To physically transform the house, builder Brad Hutchinson and his crew from Grace Homes took the 1970s addition down to the foundation. “Brad built my parent’s new home,” says Jim, “so we knew we wanted him on this project. It was like working with family.” The new construction was then blended gracefully with the original section of the house, which contains the Millers’ personal spaces. “By adding some shutters and changing some of the textures on the exteriors of the main house, we could transition to this new section, with the shake roof and a more rustic feel,” explains Schamburger.
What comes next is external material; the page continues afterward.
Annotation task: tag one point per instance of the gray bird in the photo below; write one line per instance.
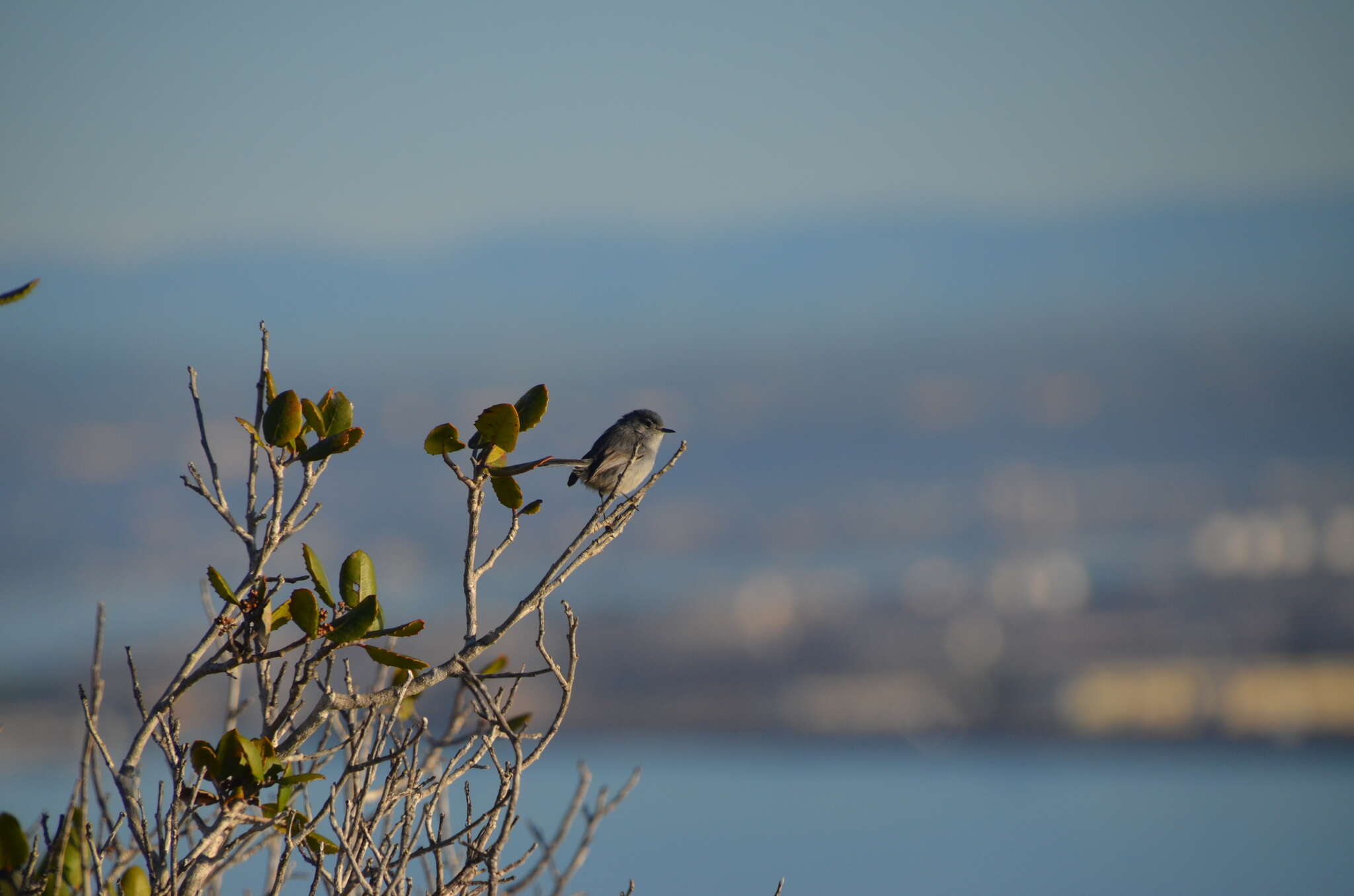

The result is a greater sense of continuity between the elements. “The 1970s addition took up basically the same footprint, but looked kind of tacked-on,” notes Jim. “Visually, this structure occupies the same space, but now it celebrates its own weight. It still acknowledges the “growth” of the house — it doesn’t deny the history — but it’s a much more comfortable graft.” Landscape design by Tom Mainolfi of Carolina Native Landscapes and stonework by Jim McPhee further integrate the home into its setting.
Recognizing that the Miller home serves as a gathering place for the campers and staff, Shamburger’s design incorporated an appropriate transition from the public to private areas of the home. Just a short walk from the campus along a wooded path, the structure’s large covered porch offers access to a great room punctuated by a high, vaulted ceiling with beams from Blue Ridge Timber Frame and an adjacent game room. The generous kitchen and dining areas overlook the living space and provide a congenial setting for the Millers’ daily breakfast meetings with the senior counseling staff.
A gallery — with an exquisite curved bookcase by Woodform Cabinets and hand-wrought iron railings by Patrick Pusateri — affords a birds-eye view of the great room. This balcony area also provides access to the children’s quarters in the upper story of the old section of the house while multiple computer stations in the aerie allow Jim and Margaret to monitor their youngsters’ online time. An adjacent family playroom connects to the downstairs game room via a secret door and a fireman’s pole.
To help her create the ambiance of a well-established — yet current — legacy home, Margaret worked with interior designer Bob Lancaster of Kentucky, a family friend. “We wanted to finish out the house in a beautiful way, “ says Lancaster, “but it was vital that all the fabrics and furniture be very user friendly and interchangeable, that is, adaptable to many different areas of the home.” Their muted palette, comfortable and un-fussy furnishings and Arts & Crafts touches invoke a sense of ease — kid friendly, low maintenance, yet supremely inviting.
And, yes, there is now a lovely entryway — a covered portico, foyer and clearly defined front door. It’s a door that offers warm welcome to a new/old house that’s filled with a tradition of laughter, life and love.